The LED is a Cree with a nice creamy white output (actually impressive for a $12 light). The Romisen has an orange peel reflector with a very good uniform beam pattern and a slightly brighter and more usable spill. The bezel unscrews, giving easy access to the emitter for replacement or mods. The LED has at least a hint of heatsinking to the body of the light; the light will begin to warm noticeably within 60 seconds of being turned on.

The orange rubber switch cover hides a forward clicky (much better than the reverse clicky on the ebay light) and doesn't stink. The light is relatively waterproof and will survive a dunk without problems. The light also has no anti-roll properties and needs a lanyard attached to keep it from rolling. The clicky does protrude beyond the end of the tailcap and prevents it from tailstanding. The lanyard is at least serviceable. 



*Summary:*

I certainly wouldn't consider the Romisen to be a quality light, but it is serviceable and seems unlikely to disintegrate into pieces without warning.

The ebay light gives no such reassurances, and I absolutely wouldn't even consider it for personal use in any circumstance if I had most any other light available.
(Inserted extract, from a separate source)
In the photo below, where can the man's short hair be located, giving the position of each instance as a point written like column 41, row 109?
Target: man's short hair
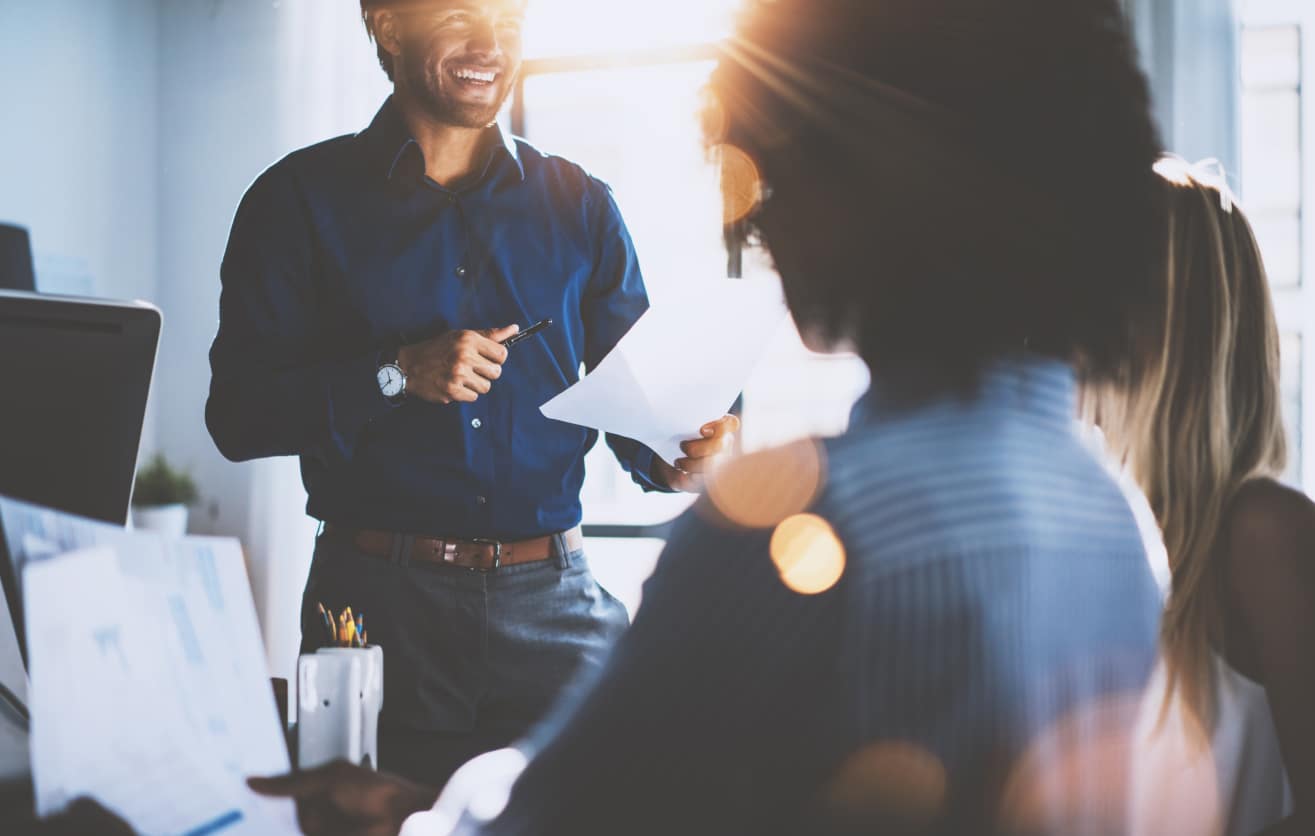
column 990, row 162
column 385, row 59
All in all, I can see getting the ebay light (item 280442891750 in this case) maybe to give to a child old enough to know better than to shine it in someone's eye, but perhaps not responsible enough to care for a better light (hopefully it's somebody else's kid 

Please do not attempt to use it yourself or give it to anyone you consider a friend. :huh:








To follow up...

Picture of the Chinese emitter in the $1 ebay special:





Cree XR-C in the Romisen (the emitter alone probably cost more than the other flashlight):





Ebay window (yes, the dust, dirt, scratches, and specular highlights caused by reflector blemishes are all behind the window):





Romisen window and reflector:


----------



## SixM (May 28, 2010)

*Re: $1 AA lights from Ebay*

I won't lose any sleep over purchasing these.

I _*could *_respect your opinion on these, but some of your comments I find humorous.
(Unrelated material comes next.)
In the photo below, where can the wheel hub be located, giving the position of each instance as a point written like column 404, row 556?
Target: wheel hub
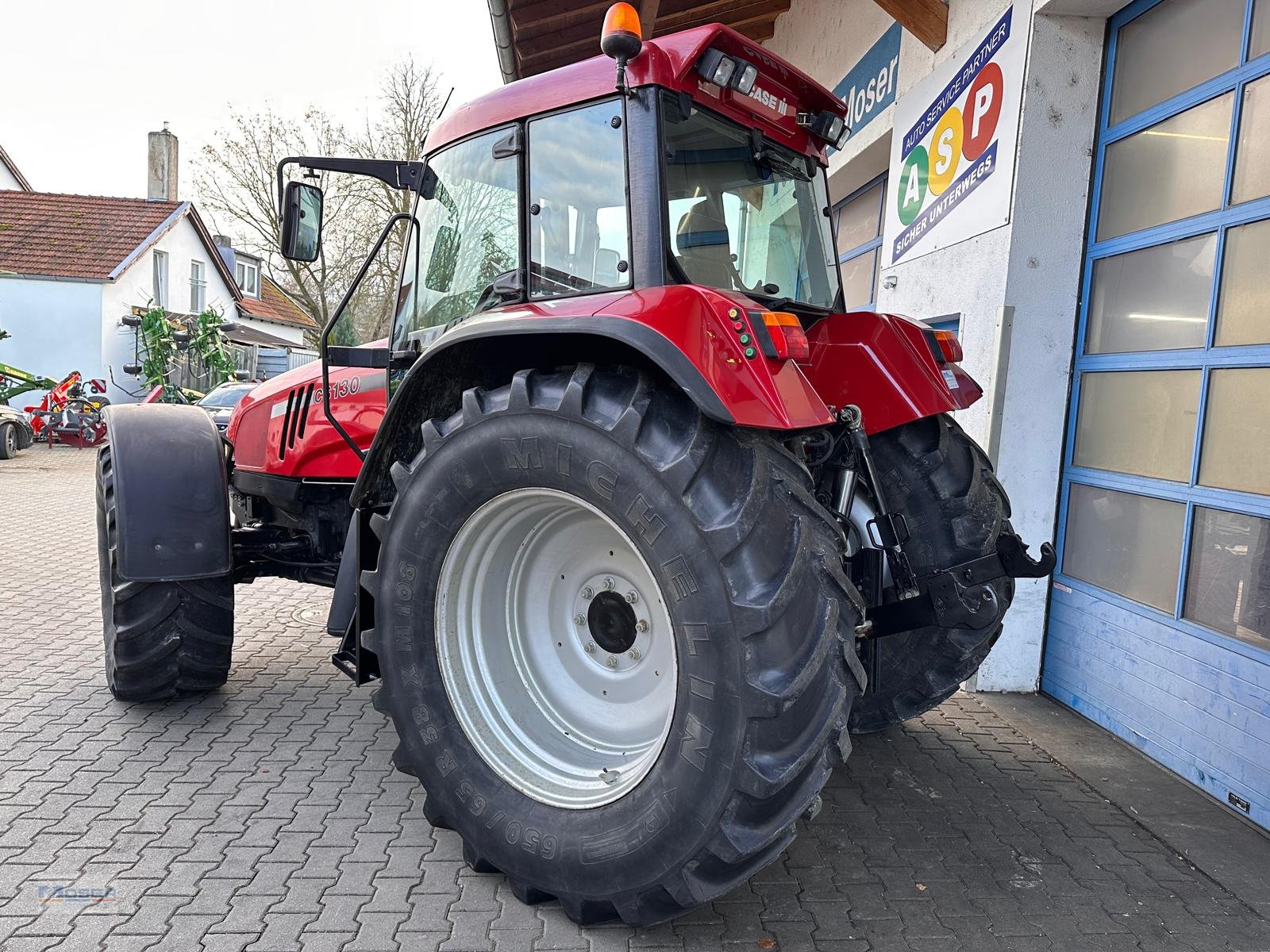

I can see why you wouldn't want to use one of these if the smell from the rubber alone makes you ill. 

Also, I don't think these lights will disintegrate without notice either, but time will tell I guess.
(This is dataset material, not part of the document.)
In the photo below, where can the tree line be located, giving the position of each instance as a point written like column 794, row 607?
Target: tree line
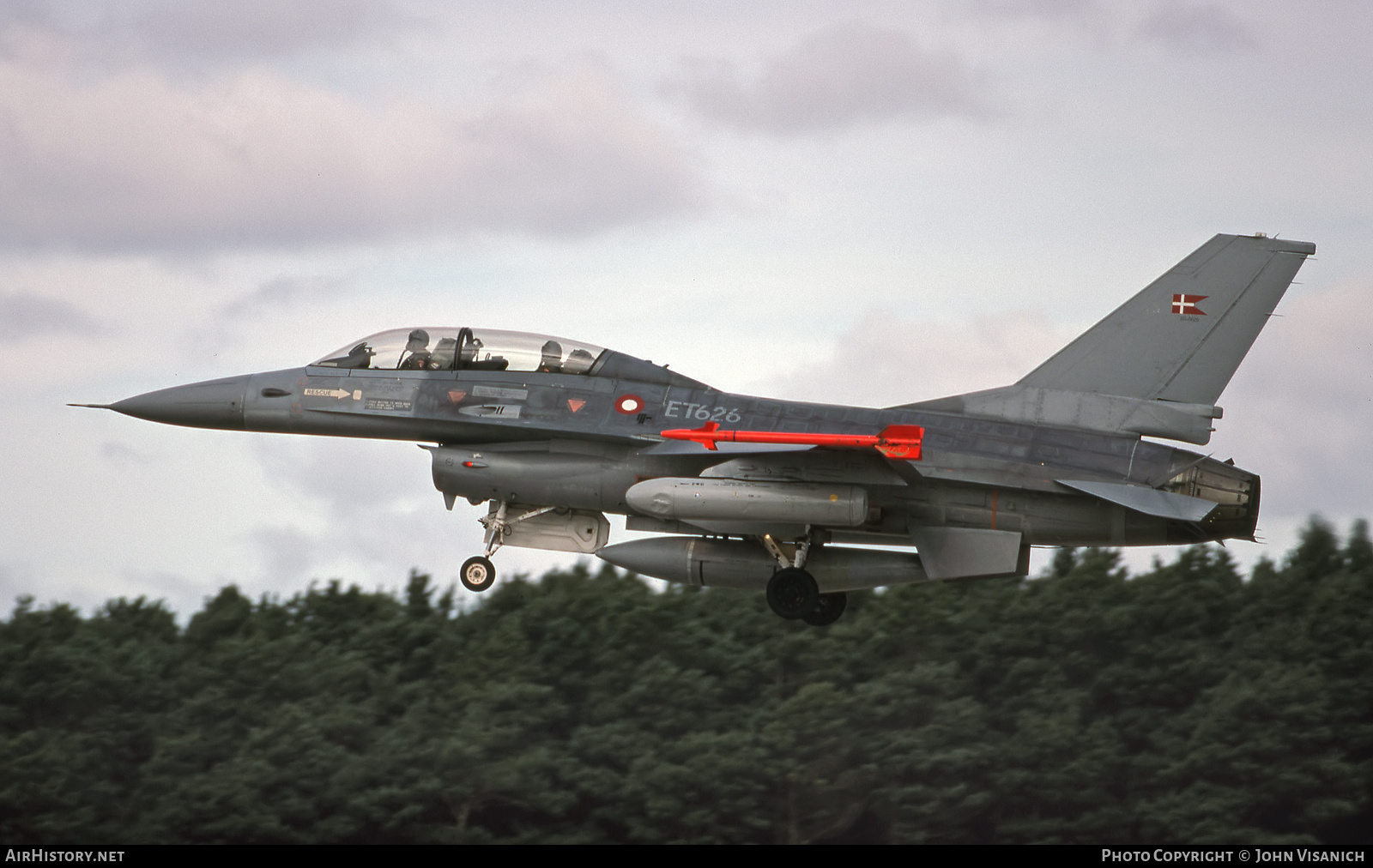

Artifacts from a defective and gouged reflector? Mine are in pretty good shape. The next light that I have that comes close to the price on these, doesn't even have a reflector. 

I think we realized these are cheap "bottom-of-the-barrel" Chinese lights for a $1 or whatever plus shipping. I'll use mine when I have a mind to and as long as it lights up I'll find it useful. And If I drop it off a 50' scaffold or some such mishap at work I'll not regret it.

To each his own. lovecpf


----------



## TorchBoy (May 28, 2010)

*Re: $1 AA lights from Ebay*



rider said:


> Romisen window and reflector:


I note that you didn't focus on the window for that shot.


----------



## Zatoichi (May 28, 2010)

*Re: $1 AA lights from Ebay*

No matter how much you put them down, they are the best AA flashlights I've ever come across... *for $1*. :shrug:

I'm quite impressed by the very low DOA rate too. I suppose the brightness will be hit and miss, but I'd say both of mine are putting out over 20 lumens. 

Admittedly I'd hesitate to give them as gifts, but for loaners I don't mind not getting back, they're perfect.

As for the grotty lens, that's pretty much the state my Mini Maglite lenses are in after a bit of use. Those scuffs are great for diffusing the beam.


----------



## rider (May 28, 2010)

*Re: $1 AA lights from Ebay*

Wow, I've never posted in the Budget Lights category before so I didn't expect such defensiveness. I thought I gave a pretty reasonable summary- what on earth are people expecting for a dollar?????? 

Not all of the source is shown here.